La guerra en Ucrania ha subrayado también la importancia de Rusia como objetivo estratégico. Estados Unidos usó información desclasificada para adelantar los planes de guerra del presidente ruso, Vladímir Putin, antes de la invasión y lograr la movilización diplomática de la comunidad internacional en favor de Kiev. Tanto China como Rusia han demostrado su capacidad para interferir en elecciones extranjeras y orquestado campañas de espionaje cibernético y corporativo. La invasión rusa de Ucrania es un precedente inquietante en torno al que han cerrado filas los halcones del Congreso, tanto republicanos como demócratas.

Pero no todos parecen apreciar el viraje. En declaraciones al diario The Wall Street Journal, el incombustible Henry Kissinger, que fuera secretario de Estado e instigador, entre otros, del golpe de Estado en Chile en 1973, dice ver una peligrosa falta de propósito estratégico en la política exterior de EE UU. Kissinger acaba de publicar un libro sobre liderazgo y advierte sin ambages de que su país se halla al borde de una guerra con China y Rusia: “Por problemas que hemos creado nosotros mismos, no tenemos ni idea de cómo resolver ni adónde van a llevar”. El halcón republicano denuncia una falta de liderazgo con visión estratégica, si bien no limita sus críticas a la actual Administración, que a finales de julio presentó un “mecanismo consultivo” EE UU-Afganistán para incrementar la colaboración, sobre todo en lo relativo a las mujeres y las niñas.

Quedan incógnitas de calado como Irán, protagonista recurrente de sobresaltos y potencial factor desestabilizador tanto en la región del Golfo como a consecuencia de su programa nuclear y su apoyo a milicias chiíes en Irak. También Turquía, con manos libres en el noroeste de Siria y sus maniobras desestabilizadoras en el Mediterráneo oriental, y a la que el comité de Exteriores del Senado tiene en la mira, al plantearse el eventual bloqueo de la venta de 40 cazas F-16 a Ankara.

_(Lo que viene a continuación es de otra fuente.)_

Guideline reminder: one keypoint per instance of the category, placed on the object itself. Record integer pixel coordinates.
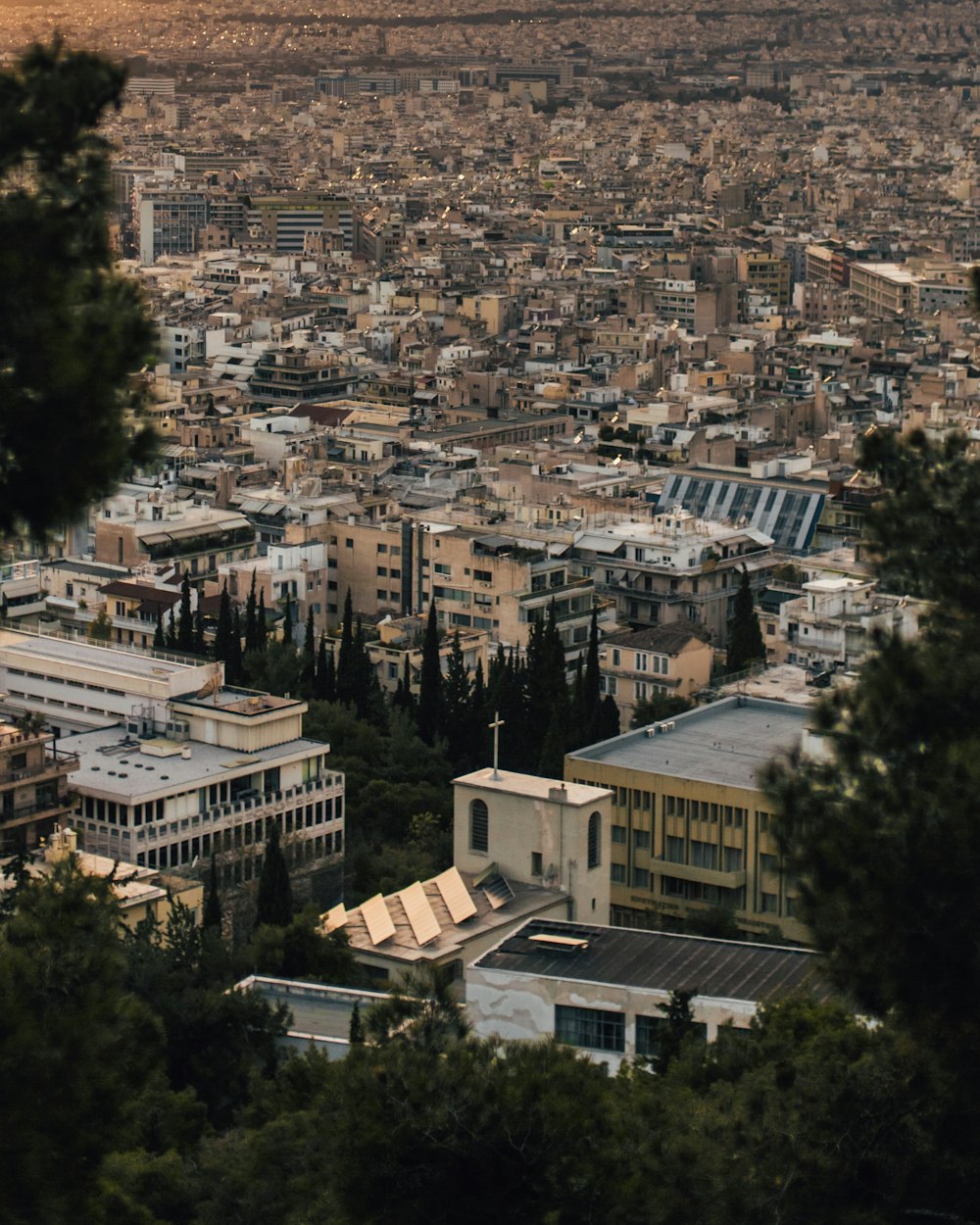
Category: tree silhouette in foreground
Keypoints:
(72, 329)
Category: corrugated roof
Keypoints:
(662, 960)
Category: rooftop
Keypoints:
(725, 743)
(720, 969)
(130, 770)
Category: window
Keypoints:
(593, 1028)
(651, 1033)
(479, 827)
(594, 839)
(704, 854)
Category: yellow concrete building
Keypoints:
(690, 819)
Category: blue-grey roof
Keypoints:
(787, 514)
(725, 743)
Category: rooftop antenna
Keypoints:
(496, 725)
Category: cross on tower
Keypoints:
(496, 725)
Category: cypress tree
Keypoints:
(288, 620)
(456, 710)
(745, 642)
(319, 674)
(224, 628)
(308, 674)
(261, 625)
(233, 669)
(347, 666)
(212, 915)
(185, 622)
(430, 681)
(251, 640)
(274, 902)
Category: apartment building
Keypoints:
(604, 989)
(280, 223)
(674, 567)
(33, 787)
(479, 579)
(662, 661)
(690, 819)
(883, 288)
(76, 685)
(211, 778)
(196, 538)
(765, 272)
(833, 622)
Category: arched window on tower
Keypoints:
(596, 828)
(479, 826)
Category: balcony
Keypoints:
(53, 765)
(702, 875)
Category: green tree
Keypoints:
(421, 1009)
(72, 329)
(745, 645)
(308, 672)
(274, 901)
(288, 618)
(224, 630)
(101, 630)
(74, 1047)
(185, 618)
(212, 914)
(661, 706)
(430, 681)
(251, 618)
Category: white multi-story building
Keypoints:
(211, 779)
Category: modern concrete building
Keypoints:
(74, 685)
(33, 787)
(690, 819)
(662, 661)
(212, 779)
(604, 989)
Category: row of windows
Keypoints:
(601, 1029)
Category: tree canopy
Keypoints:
(73, 331)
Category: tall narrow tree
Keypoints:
(212, 914)
(745, 645)
(251, 637)
(185, 621)
(274, 902)
(430, 681)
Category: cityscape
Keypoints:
(488, 612)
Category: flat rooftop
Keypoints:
(533, 788)
(49, 652)
(725, 743)
(658, 960)
(113, 764)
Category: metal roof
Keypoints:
(660, 960)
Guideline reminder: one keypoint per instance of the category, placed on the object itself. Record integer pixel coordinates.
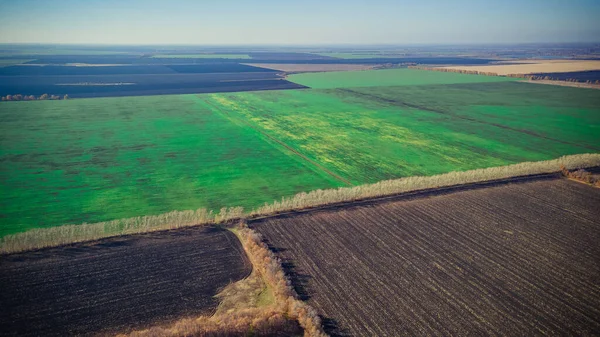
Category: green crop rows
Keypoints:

Pero, pese a las variables que escapan a todo control, las de Irán en primer término, el éxito de la operación que mató a Al Zawahiri prueba la capacidad operativa del Pentágono sin necesidad de pisar el terreno. Cierto que los críticos subrayan la posibilidad de que Afganistán se haya convertido de nuevo en refugio de yihadistas, pero el golpe de gracia a Al Qaeda demuestra que EE UU sigue siendo el policía del mundo.